“Hey,” the man inquired “are you a Jew?”
“Guilty as charged,” Rossen smiled faintly and returned to his newspaper.
“You ashamed of it?” the man asked
“Didn’t have much choice,” Rossen shrugged and wondered if he should leap out at the next stop.
“Ya look Jewish,” the man sniffed.
“How depressing,” Rossen joked “you make it sound like the Innsmouth look.”
It had been a stressful day at work, and David Rossen, taking his thirty-minute bus shuffle back to his flat ready to choose between a MacDonald’s or a microwave dinner found he couldn’t sit exhausted in peace, for this stranger sitting across the aisle had introduced himself.
Bald, with crater-like skin, a flatten nose and a big protruding belly on his thin frame, this guy could play an ogre in a fantasy movie, all you had to do was paint his skin green.
“You killed Jesus!” the man spat.
“Gosh,” Rossen yawned “did I? That happened, oh goodness two thousand years ago, which is an accomplishment given that I hadn’t been born then.”
“What I meant was your lot killed Jesus!”
Rossen had actually read the New Testament from cover to cover and recalled the passage where, upon the cross the Son of God called out “Father please forgive them for they know not what they do.” And hadn’t the Romans help snuff out J.C.? But nobody gave the present-day Italians grief for that.
And yet this man looked familiar. Not that Rossen would dare frequent the places this guy hung out, but hadn’t he seen him before. Possibly TV? And all at once the mental archivist in Rossen’s brain dug out the proper titbit.

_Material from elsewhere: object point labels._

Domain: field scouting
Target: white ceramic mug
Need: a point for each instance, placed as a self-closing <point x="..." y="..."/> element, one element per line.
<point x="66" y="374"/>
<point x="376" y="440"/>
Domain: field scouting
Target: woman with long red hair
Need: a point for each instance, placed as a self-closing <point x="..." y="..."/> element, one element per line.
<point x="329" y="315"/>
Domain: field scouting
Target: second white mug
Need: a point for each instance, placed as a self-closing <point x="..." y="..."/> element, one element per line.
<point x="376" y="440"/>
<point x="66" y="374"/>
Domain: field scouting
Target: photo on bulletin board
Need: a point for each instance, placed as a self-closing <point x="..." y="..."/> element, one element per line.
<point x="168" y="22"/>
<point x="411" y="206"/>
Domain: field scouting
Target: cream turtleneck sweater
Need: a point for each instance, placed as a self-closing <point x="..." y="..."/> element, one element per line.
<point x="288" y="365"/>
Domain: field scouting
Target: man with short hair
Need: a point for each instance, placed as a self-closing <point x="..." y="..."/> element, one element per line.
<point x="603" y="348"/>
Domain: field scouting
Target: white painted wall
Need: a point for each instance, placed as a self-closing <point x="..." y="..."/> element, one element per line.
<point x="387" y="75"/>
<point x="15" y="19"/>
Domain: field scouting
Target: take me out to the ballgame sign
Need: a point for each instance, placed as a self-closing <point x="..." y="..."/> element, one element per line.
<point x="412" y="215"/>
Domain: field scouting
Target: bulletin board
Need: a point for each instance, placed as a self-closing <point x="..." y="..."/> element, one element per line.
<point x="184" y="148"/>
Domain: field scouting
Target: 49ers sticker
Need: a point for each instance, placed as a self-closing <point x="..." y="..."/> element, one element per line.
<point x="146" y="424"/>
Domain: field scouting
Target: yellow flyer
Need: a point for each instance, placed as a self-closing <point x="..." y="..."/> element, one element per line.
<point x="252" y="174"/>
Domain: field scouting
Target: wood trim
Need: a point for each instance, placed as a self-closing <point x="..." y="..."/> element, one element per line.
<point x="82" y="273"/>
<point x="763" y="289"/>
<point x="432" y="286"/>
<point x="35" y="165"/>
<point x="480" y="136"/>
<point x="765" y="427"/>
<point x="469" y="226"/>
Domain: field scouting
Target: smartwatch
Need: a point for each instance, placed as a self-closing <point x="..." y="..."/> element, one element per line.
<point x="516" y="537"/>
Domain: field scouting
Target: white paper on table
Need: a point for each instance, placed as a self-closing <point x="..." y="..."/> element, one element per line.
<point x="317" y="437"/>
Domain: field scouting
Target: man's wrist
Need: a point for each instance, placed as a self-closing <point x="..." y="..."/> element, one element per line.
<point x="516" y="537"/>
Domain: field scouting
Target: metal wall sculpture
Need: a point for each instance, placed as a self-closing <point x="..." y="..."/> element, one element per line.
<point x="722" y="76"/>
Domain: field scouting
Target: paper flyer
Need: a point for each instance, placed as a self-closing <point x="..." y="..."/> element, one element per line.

“Your family were on the news, weren’t they?” Rossen recalled, “Your grandad was a schoolmaster, abused plenty of kids. Only outed recently, right?”
The man squirmed uncomfortably.
“Last Wednesday,” Rossen went on “around 6:15, BBC News, Gerald Monks, abused thirteen schoolgirls, you were on TV, defending him, weren’t you?”
“What they were saying about him was utter slander, completely untrue!”
“You really should register as a sex offender,” Rossen laughed “sins of the fathers and all that.”
“You wot? He died before I was born!”
The man’s knuckles tightened, looking almost ready to get physical. But mercifully the bus came to a stop and Rossen without missing a beat, leapt from his seat and onto the pavement in a few seconds. The troll man didn’t attempt to follow him.
Oh look, right in front of him was a KFC, which was probably as good as he was going to get this night.